Role of LAT in the granule-mediated cytotoxicity of CD8 T cells.
Linker for activation of T cells (LAT) is a transmembrane adaptor protein that is essential to bridge T cell receptor (TCR) engagement to downstream signaling events. The indispensable role of LAT in thymocyte development and T cell activation has been well characterized; however, the function of LAT in cytotoxic-T-lymphocyte (CTL) cytotoxicity remains unknown. We show here that LAT-deficient CTLs failed to upregulate FasL and produce gamma interferon after engagement with target cells and had impaired granule-mediated killing.
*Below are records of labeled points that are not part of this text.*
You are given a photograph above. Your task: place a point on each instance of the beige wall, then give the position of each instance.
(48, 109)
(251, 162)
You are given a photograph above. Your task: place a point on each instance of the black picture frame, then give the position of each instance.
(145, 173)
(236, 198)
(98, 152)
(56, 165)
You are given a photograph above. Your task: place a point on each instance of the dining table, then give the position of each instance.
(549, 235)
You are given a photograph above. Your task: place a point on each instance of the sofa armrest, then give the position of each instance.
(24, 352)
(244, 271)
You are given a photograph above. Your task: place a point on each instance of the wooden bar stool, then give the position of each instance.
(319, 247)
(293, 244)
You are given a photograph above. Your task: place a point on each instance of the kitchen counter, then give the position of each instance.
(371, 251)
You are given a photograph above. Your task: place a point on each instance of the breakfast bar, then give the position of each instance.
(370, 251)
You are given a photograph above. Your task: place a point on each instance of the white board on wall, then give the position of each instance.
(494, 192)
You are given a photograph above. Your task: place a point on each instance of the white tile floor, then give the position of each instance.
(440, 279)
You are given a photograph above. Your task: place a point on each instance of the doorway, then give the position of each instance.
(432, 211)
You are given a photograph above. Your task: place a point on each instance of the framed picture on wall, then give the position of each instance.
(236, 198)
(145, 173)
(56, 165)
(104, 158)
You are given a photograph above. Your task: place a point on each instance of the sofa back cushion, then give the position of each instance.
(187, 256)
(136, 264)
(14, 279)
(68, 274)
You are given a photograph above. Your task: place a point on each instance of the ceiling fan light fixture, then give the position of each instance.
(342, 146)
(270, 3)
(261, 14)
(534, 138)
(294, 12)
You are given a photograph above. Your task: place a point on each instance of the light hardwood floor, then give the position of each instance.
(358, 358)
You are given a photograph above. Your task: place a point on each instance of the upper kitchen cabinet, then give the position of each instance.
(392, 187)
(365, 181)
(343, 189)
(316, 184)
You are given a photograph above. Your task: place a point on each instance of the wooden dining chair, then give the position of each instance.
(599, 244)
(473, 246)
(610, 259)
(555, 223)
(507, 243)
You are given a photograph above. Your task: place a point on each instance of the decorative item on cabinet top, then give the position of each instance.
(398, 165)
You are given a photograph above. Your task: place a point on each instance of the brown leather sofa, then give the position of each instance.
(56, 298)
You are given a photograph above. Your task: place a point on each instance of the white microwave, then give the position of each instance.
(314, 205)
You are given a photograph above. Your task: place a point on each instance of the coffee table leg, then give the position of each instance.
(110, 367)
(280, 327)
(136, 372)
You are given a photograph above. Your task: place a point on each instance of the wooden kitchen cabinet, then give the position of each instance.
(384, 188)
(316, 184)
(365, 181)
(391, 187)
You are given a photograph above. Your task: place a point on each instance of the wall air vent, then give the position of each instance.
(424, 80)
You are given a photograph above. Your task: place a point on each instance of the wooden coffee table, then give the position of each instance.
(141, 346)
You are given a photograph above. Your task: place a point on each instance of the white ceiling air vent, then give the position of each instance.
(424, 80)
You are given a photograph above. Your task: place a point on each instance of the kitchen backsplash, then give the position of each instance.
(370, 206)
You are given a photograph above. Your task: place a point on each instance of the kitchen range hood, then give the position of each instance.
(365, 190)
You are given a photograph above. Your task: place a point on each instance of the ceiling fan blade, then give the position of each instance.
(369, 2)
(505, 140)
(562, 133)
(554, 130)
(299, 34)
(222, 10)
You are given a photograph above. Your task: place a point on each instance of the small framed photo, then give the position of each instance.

We further dissected the effect of the LAT deletion on each step of granule exocytosis. LAT deficiency led to altered synapse formation, subsequently causing unstable T cell-antigen-presenting cell (APC) conjugates. Microtubule organizing center polarization and granule reorientation were also impaired by LAT deficiency, leading to reduced granule delivery. Despite these defects, granule release was still observed in LAT-deficient CTLs due to residual calcium flux and phospholipase C (PLC) activity. Our data demonstrated that LAT-mediated signaling intricately regulates CTL cytotoxicity at multiple steps.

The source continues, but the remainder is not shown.